SC TO-C

 

 

SECURITIES AND EXCHANGE COMMISSION

Washington, DC 20549

 

 

SCHEDULE TO

(Rule 14d-100)

Tender Offer Statement under Section 14(d)(1) or 13(e)(1)

of the Securities Exchange Act of 1934

 

 

NISOURCE INC.

(Name of Subject Company (Issuer) and Filing Person (Offeror))
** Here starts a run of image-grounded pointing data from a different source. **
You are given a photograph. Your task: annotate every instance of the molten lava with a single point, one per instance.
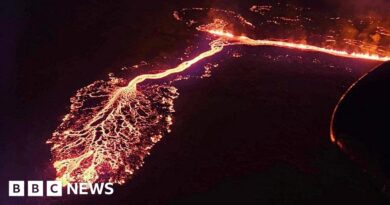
(113, 125)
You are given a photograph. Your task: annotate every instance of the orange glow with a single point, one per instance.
(109, 141)
(251, 42)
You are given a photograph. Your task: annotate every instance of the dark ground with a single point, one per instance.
(256, 131)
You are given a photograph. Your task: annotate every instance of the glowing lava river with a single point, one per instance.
(112, 125)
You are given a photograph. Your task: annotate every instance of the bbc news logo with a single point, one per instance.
(55, 189)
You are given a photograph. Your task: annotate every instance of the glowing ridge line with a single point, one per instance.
(252, 42)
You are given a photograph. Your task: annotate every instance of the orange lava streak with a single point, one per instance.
(216, 46)
(248, 41)
(94, 143)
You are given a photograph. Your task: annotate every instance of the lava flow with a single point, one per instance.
(113, 125)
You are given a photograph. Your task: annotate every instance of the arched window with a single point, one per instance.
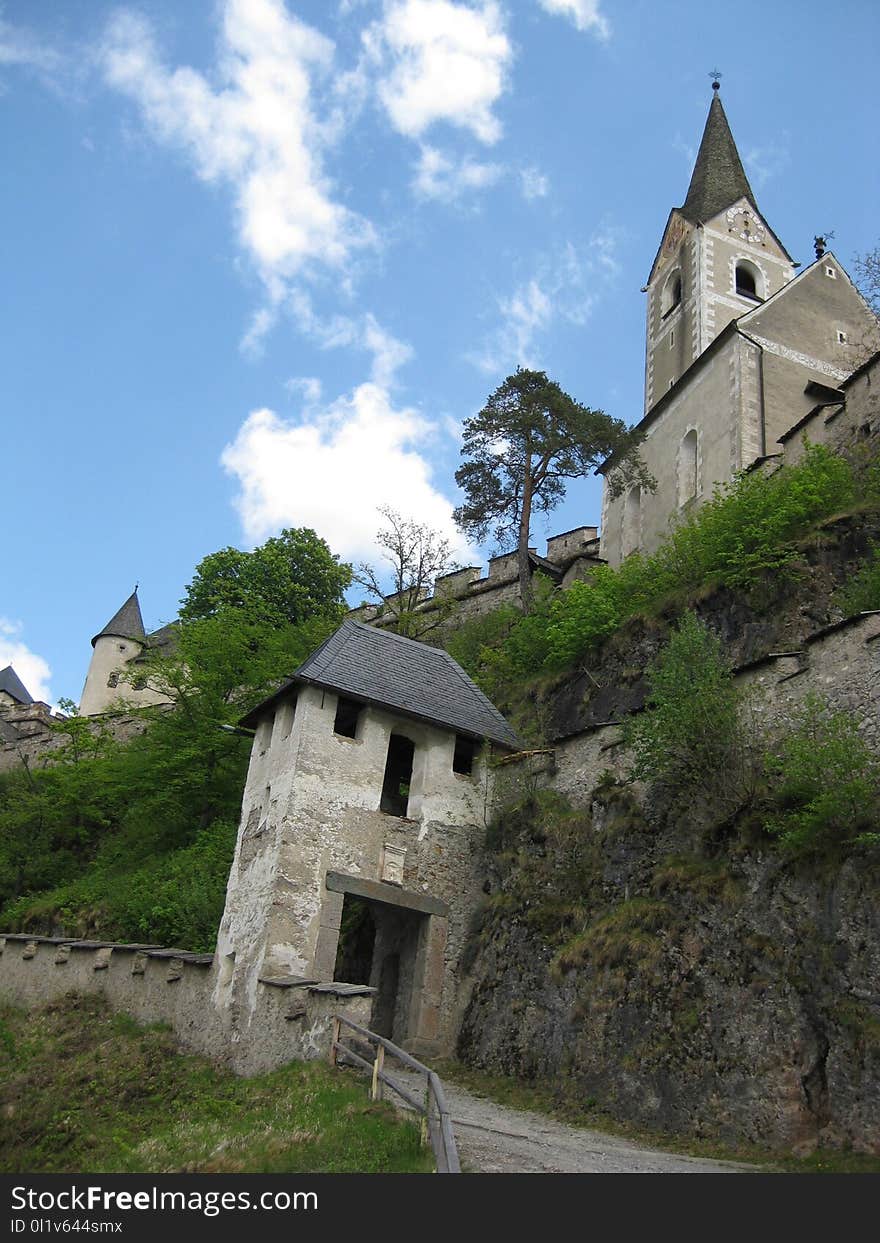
(398, 776)
(632, 522)
(687, 467)
(670, 296)
(747, 280)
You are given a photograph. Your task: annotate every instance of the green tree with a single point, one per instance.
(825, 781)
(291, 577)
(417, 554)
(521, 448)
(697, 732)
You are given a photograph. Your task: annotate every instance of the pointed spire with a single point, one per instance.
(719, 177)
(126, 623)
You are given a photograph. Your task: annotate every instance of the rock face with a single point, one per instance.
(727, 993)
(669, 962)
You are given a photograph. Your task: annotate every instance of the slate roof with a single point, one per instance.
(719, 177)
(126, 623)
(14, 686)
(375, 666)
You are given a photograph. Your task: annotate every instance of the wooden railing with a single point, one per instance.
(436, 1124)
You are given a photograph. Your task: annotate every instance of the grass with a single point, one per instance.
(85, 1090)
(556, 1099)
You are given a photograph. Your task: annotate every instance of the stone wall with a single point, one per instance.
(31, 736)
(312, 830)
(175, 987)
(710, 987)
(466, 593)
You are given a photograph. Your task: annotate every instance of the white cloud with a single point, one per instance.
(359, 332)
(566, 286)
(440, 177)
(584, 14)
(19, 46)
(441, 62)
(31, 669)
(765, 163)
(533, 183)
(332, 467)
(256, 129)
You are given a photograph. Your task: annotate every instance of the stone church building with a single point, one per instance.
(366, 807)
(740, 346)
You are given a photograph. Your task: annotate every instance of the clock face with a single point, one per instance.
(746, 225)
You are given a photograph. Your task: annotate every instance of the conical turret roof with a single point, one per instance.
(719, 177)
(14, 686)
(126, 623)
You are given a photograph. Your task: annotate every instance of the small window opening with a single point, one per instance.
(687, 467)
(287, 719)
(746, 284)
(347, 716)
(670, 296)
(465, 751)
(398, 776)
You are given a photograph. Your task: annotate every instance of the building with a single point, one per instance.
(117, 650)
(366, 806)
(740, 346)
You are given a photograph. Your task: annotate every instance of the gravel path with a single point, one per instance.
(497, 1139)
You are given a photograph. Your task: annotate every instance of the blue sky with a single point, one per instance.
(262, 257)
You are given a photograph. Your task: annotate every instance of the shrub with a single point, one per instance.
(827, 782)
(692, 732)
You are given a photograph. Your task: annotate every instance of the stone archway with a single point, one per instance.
(407, 954)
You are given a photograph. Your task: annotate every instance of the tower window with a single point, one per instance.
(687, 467)
(671, 295)
(632, 521)
(398, 776)
(347, 716)
(462, 760)
(747, 281)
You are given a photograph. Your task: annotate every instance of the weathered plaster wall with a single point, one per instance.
(311, 808)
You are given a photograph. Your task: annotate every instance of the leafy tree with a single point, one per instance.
(288, 578)
(418, 554)
(868, 277)
(827, 782)
(521, 448)
(695, 735)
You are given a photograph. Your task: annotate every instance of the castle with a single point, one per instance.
(369, 782)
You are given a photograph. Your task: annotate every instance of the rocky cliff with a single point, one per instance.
(668, 962)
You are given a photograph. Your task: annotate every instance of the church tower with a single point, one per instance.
(717, 260)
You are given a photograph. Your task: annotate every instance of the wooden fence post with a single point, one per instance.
(375, 1088)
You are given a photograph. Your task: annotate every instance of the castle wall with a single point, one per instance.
(174, 987)
(311, 813)
(725, 388)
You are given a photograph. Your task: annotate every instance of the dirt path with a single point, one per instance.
(497, 1139)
Shares of Series A Fixed- Rate Reset Cumulative Redeemable Perpetual Preferred Stock,

liquidation preference $1,000 per share

(Title of Class of Securities)

65473P AC9 and U65483 AA4

(CUSIP Number of Class of Securities)

Shawn Anderson

Vice President, Treasurer and Chief Risk Officer

NiSource Inc.

801 East 86th Avenue

Merrillville, Indiana 46410

(877) 647-5990

(Name, address and telephone number of person authorized to receive notices and

communications on behalf of filing persons)

With a Copy to:

Robert J. Minkus, Esq.

Schiff Hardin LLP

233 S. Wacker Drive, Suite 7100

Chicago, Illinois 60606

(312) 258-5500

 

 

CALCULATION OF FILING FEE

 

 

Transaction valuation*   Amount of filing fee*
Not applicable   Not applicable

 

 

*

Pursuant to General Instruction D to Schedule TO, no filing fee is required for pre-commencement communications.

 

Check the box if any part of the fee is offset as provided by Rule 0-11(a)(2) and identify the filing with which the offsetting fee was previously paid. Identify the previous filing by registration statement number, or the Form or Schedule and the date of its filing

 

Amount Previously Paid:    Filing Party:
Form or Registration No.:    Date Filed:

 

Check the box if the filing relates solely to preliminary communications made before the commencement of a tender offer.

Check the appropriate boxes below to designate any transaction to which the statement relates:

 

 

third-party tender offer subject to Rule 14d-1

 

issuer tender offer subject to Rule 13e-4

 

going-private transaction subject to Rule 13e-3

 

amendment to Schedule 13D under Rule 13d-2

Check the following box if the filing is a final amendment reporting the results of the tender offer:  ☐

If applicable, check the appropriate box(es) below to designate the appropriate rule provision(s) relied upon:

 

 

Rule 13e-4(i) (Cross-Border Issuer Tender Offer)

 

Rule 14d-1(d) (Cross-Border Third-Party Tender Offer)

 

 

 


Incorporated by reference into this filing is the preliminary prospectus (the “Preliminary Prospectus”) contained in the Form S-4 Registration Statement (File No. 333-228790) of NiSource Inc., a Delaware corporation (“NiSource”), filed with the Securities and Exchange Commission (the “SEC”) on December 13, 2018 with respect to the proposed offer by NiSource to exchange any and all shares of its 5.650% Series A Fixed-Rate Reset Cumulative Redeemable Perpetual Preferred Stock, liquidation preference $1,000 per share (“Series A Preferred Stock”), which were issued in a transaction exempt from registration under the Securities Act of 1933, as amended (the “Securities Act”; such unregistered shares, the “Old Shares”), for up to 400,000 shares of Series A Preferred Stock that have been registered under the Securities Act. The exchange offer will be made upon the terms and subject to the conditions set forth in the Preliminary Prospectus and the related Letter of Transmittal and instructions thereto, as they may be revised prior to commencement of the exchange offer.

The exchange offer described in the Preliminary Prospectus has not yet commenced. At the time the exchange offer commences, NiSource will provide holders of Old Shares with written materials explaining the precise terms and timing of the exchange offer. Holders of Old Shares should read these written materials carefully when they become available because they will contain important information about the exchange offer. NiSource will also file these written materials with the SEC as part of a tender offer statement upon the commencement of the exchange offer. Holders of Old Shares will be able to obtain additional copies of these written materials and other documents filed by NiSource with the SEC free of charge either from the SEC’s website at www.sec.gov or by written request to Corporate Secretary, NiSource Inc., 801 East 86th Avenue, Merrillville, Indiana 46410.

 

Item 12.

Exhibits.

 

Exhibit
Number

 

Description

(a)(4)(iii)   Preliminary Prospectus, dated December 13, 2018 (incorporated by reference to NiSource’s Registration Statement on Form S-4 (Registration No. 333-228790), filed on December 13, 2018).